This is especially true in organizations. Most organizations will fail to implement a change successfully because: 

  • No one plans for it, they just simply say “Okay, now do it different.”

  • There’s a lack of participation and buy-in from the right people 

  • Communication isn't happening across the organization

  • There’s not enough training or resources for those expected to change 

  • There’s too much change in a short period of time (aka change fatigue) 

  • Change has failed in the past, and people have been burned

Change management frameworks, tools, and processes exist to help guide an organization through change in a way that mitigates the pain for people, identifies resistance to changing, and ultimately helps make sure the change sticks around. 

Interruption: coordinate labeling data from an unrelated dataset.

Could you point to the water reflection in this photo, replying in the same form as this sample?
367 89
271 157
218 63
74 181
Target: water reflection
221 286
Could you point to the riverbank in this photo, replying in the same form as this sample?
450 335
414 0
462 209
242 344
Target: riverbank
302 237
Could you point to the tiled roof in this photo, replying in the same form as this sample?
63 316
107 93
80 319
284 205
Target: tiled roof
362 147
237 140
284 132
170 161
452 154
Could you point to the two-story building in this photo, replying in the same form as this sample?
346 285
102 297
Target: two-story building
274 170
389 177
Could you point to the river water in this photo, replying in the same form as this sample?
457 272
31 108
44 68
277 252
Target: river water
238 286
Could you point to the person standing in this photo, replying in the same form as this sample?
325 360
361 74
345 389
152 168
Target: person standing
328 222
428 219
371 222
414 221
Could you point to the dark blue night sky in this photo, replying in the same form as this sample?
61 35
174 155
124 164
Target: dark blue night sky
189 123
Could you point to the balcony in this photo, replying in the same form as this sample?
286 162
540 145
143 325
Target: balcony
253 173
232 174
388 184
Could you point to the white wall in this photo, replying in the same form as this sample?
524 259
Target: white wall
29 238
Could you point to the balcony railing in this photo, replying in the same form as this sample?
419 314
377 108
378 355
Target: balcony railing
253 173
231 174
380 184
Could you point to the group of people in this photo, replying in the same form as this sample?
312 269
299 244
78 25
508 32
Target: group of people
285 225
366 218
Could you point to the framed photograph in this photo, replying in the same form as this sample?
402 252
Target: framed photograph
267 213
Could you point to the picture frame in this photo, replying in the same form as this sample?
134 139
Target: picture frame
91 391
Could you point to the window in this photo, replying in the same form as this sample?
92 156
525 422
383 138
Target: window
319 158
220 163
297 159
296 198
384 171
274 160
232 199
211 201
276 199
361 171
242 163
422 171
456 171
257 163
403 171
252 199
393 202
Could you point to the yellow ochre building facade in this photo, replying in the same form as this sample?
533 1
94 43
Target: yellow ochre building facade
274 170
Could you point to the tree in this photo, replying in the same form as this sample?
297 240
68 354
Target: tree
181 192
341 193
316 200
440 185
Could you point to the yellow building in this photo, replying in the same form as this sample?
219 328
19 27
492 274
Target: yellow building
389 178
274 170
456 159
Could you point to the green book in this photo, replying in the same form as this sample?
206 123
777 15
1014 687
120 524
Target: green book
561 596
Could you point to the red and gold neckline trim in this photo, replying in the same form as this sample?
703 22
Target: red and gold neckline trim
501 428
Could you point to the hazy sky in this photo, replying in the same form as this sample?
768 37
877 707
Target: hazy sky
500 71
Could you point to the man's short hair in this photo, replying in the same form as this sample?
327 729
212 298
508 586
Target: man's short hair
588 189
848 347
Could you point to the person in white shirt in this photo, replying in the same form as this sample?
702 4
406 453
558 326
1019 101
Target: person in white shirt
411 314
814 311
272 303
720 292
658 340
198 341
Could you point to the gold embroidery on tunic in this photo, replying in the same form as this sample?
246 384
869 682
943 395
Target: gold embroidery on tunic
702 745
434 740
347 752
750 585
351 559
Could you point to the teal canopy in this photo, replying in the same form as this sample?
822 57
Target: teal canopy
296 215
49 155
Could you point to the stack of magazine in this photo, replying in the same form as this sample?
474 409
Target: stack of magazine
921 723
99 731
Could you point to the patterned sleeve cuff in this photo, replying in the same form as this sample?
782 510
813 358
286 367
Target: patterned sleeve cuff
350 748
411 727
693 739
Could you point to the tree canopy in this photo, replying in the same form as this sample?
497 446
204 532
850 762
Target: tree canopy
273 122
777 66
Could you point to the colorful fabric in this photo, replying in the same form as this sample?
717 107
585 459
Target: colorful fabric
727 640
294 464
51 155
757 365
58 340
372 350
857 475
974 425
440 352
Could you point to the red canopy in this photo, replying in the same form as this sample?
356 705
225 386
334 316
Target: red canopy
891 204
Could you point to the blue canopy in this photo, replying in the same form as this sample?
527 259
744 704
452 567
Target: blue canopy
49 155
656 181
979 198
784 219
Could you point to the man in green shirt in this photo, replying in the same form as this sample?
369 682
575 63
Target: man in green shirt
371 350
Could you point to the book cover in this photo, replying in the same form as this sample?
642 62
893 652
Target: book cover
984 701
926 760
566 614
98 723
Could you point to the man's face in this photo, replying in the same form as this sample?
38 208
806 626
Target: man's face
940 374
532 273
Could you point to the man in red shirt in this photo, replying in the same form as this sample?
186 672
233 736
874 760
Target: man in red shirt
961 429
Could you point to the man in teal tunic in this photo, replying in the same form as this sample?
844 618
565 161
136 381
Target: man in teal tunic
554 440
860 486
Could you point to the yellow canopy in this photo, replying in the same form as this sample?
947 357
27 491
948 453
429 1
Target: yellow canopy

4 ways you can apply change management principles to product marketing

There are a lot of change management principles that you can apply to product marketing, since we’re always trying to drive incremental change. 

For example, we’re constantly introducing new communication through messaging and launch narratives. Or introducing new ways of doing things, like how we want sales to pitch our products, or how we want customers to buy our products. 

The very nature of what we do as product marketers is extremely cross-functional and we have a ton of stakeholders to bring along for the ride.

Empathy with customers 

Product Marketing is understanding our customers and the market. Listen to them, really hear them, and plan for their emotional response. 

Takeaway: Remember, humans are creatures of habit. We don’t like change. What can you anticipate and plan for? 

Cross Functional Stakeholders

We speak to customers simply, in a way they understand, but we don't always remember to do that with our peers internally when building cross-functional collaboration and buy-in.

Takeaway: Remember to take people on a journey, bring them along for the ride. 

Messaging Effectiveness

You may live and breathe your messaging, but internal teams and the market need to hear a message at least 8x before they remember it. 

Takeaway: Memorable messaging + repetition is key. 

Go-to-Market Follow Through

Insights, feedback, and reinforcing desired behavior and beliefs post-launch is more important than the launch itself. 

Takeaway: Without the follow through, you've just had a successful moment in market.